In November, a court ruled that MPs should vote on Article 50, sending the pound up 1 per cent in the immediate aftermath of the decision.
The High Court found that the Government’s executive power could not go as far as tearing up parliamentary legislation that gives specific rights to British citizens such as the European Communities Act of 1972.
The case was passed to the Supreme Court after the Government appeal the High Court’s decision.
The Supreme Court spent four days hearing the Article 50 case in December.
Prime Minister Theresa May and the lawyers in the case were briefed earlier this morning on the result.
The Supreme Court judges have said on several occasions that they were deciding simply on a point of law and not on their views regarding Brexit.
Lord Neuberger said in his ruling today: “The issue in these proceedings has nothing to do with whether we should exit the EU, or the terms or timetable for that exit.”
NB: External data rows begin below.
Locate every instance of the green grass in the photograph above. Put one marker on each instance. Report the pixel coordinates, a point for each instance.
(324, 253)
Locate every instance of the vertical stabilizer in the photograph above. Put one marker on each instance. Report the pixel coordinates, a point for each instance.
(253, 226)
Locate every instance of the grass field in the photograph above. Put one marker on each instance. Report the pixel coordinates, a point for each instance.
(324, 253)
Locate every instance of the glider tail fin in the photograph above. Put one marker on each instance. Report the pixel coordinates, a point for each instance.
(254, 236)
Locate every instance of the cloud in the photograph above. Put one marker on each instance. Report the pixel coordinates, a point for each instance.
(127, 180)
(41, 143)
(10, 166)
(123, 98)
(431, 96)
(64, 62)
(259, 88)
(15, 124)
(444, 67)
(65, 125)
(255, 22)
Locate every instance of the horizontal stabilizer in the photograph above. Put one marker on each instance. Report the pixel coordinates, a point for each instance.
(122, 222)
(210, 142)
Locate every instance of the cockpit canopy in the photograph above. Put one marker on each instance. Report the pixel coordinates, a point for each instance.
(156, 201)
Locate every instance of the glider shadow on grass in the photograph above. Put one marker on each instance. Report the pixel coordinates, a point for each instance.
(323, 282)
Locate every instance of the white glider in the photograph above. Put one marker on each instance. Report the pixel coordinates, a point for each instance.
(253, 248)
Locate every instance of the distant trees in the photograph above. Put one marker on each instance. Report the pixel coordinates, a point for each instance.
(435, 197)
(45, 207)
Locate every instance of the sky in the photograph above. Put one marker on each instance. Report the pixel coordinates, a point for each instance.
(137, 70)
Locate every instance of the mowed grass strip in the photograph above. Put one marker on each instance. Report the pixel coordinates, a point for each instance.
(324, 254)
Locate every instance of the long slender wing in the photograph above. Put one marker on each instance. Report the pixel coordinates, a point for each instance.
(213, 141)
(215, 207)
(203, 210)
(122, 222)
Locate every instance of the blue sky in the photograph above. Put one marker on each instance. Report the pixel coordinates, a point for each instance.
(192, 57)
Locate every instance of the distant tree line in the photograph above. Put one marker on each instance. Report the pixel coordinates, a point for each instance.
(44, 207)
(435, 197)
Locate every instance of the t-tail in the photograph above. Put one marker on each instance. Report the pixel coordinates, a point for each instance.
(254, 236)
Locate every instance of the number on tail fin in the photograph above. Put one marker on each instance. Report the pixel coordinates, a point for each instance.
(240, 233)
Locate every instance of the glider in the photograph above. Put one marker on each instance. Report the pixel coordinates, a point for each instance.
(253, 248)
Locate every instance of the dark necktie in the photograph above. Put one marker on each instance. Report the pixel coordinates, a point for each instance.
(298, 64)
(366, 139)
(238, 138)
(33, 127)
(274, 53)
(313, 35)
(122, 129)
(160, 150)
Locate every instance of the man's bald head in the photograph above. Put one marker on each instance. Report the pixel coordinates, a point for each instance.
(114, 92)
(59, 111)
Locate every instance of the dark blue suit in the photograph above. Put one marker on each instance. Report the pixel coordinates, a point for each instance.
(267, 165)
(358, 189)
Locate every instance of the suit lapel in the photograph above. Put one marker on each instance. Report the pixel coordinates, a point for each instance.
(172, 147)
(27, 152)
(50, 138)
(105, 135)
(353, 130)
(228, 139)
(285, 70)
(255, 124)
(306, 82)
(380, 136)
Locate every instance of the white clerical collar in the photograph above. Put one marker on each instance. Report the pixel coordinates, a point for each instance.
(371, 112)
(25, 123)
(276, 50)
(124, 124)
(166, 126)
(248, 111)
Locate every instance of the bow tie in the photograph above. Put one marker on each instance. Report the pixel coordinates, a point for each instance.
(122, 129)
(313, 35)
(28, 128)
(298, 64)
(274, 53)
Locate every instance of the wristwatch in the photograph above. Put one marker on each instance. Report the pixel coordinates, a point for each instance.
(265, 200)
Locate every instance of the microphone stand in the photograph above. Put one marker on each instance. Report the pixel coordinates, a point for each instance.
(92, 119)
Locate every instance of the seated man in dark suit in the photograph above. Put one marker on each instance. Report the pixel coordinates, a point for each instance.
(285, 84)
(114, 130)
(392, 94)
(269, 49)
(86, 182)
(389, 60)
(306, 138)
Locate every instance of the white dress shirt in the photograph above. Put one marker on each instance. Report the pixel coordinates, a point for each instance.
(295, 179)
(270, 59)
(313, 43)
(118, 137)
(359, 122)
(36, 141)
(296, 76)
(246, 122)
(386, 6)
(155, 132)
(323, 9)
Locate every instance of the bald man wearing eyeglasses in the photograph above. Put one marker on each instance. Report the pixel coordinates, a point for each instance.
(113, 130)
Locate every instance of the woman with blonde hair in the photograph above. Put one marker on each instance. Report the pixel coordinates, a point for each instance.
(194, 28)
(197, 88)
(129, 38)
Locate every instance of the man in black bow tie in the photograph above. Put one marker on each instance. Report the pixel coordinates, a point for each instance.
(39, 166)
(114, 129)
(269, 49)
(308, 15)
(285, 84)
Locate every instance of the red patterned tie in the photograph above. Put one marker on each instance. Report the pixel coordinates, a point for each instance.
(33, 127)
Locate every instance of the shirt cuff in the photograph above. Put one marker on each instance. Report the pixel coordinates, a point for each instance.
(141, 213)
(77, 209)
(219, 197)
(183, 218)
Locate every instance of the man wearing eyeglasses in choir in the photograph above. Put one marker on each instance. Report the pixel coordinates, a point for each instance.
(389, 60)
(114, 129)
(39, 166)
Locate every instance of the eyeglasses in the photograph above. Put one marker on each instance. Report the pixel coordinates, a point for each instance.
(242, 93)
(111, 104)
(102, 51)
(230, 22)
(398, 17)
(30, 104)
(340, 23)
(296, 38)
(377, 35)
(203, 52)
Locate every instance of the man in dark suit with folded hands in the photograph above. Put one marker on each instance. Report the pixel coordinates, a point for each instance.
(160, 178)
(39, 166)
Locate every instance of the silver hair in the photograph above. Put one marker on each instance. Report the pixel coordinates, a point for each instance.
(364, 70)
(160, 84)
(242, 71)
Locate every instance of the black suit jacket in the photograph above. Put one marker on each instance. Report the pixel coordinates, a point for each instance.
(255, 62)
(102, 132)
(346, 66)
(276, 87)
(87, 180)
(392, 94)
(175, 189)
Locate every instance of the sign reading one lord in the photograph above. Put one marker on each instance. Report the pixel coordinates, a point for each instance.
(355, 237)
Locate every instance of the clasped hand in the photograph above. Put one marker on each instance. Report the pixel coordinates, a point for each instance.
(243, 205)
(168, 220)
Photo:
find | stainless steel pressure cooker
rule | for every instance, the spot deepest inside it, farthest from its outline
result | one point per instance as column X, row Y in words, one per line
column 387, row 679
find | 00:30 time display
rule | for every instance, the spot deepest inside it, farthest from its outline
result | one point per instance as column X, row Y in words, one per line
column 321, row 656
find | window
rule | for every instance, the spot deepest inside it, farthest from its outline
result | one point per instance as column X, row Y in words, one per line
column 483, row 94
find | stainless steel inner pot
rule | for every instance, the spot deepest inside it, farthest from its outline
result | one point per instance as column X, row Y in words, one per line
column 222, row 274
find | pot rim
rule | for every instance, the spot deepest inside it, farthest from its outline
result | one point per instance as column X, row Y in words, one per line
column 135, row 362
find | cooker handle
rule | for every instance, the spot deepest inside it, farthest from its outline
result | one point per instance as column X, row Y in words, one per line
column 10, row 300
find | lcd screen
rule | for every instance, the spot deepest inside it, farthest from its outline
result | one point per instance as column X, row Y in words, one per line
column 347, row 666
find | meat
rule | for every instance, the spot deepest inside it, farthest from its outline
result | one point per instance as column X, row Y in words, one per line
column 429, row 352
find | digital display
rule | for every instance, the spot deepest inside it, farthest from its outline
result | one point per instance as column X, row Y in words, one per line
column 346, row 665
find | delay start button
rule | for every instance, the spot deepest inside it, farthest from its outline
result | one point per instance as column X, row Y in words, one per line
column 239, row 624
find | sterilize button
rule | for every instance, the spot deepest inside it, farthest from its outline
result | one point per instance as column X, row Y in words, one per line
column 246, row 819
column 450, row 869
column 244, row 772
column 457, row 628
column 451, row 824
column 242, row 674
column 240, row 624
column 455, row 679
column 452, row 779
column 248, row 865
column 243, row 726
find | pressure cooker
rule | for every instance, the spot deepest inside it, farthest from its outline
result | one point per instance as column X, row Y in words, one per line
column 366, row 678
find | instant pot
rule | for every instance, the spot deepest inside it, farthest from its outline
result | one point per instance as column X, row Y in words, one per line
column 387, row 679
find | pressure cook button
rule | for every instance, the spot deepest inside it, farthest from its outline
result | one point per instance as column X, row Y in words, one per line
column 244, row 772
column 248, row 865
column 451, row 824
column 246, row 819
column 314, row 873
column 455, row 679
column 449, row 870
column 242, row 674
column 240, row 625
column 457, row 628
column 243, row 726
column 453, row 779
Attorney General Jeremy Wright said that the Government was “disappointed with the outcome” but would accept the court’s ruling.
“We are fortunate to live in a country where…even the Government is subject to the rule of law.”
The pound initially rallied to $1.25189 but fell to $1.24543 as it was confirmed that Scotland and the other devolved assemblies do not get an vote on Article 50, which many believed could curb a hard Brexit.
Writing for the Guardian in light of the result, Miller said the Supreme Court’s decision was not a personal victory, but a victory for “our constitution, our laws, and, I would argue, our way of life”.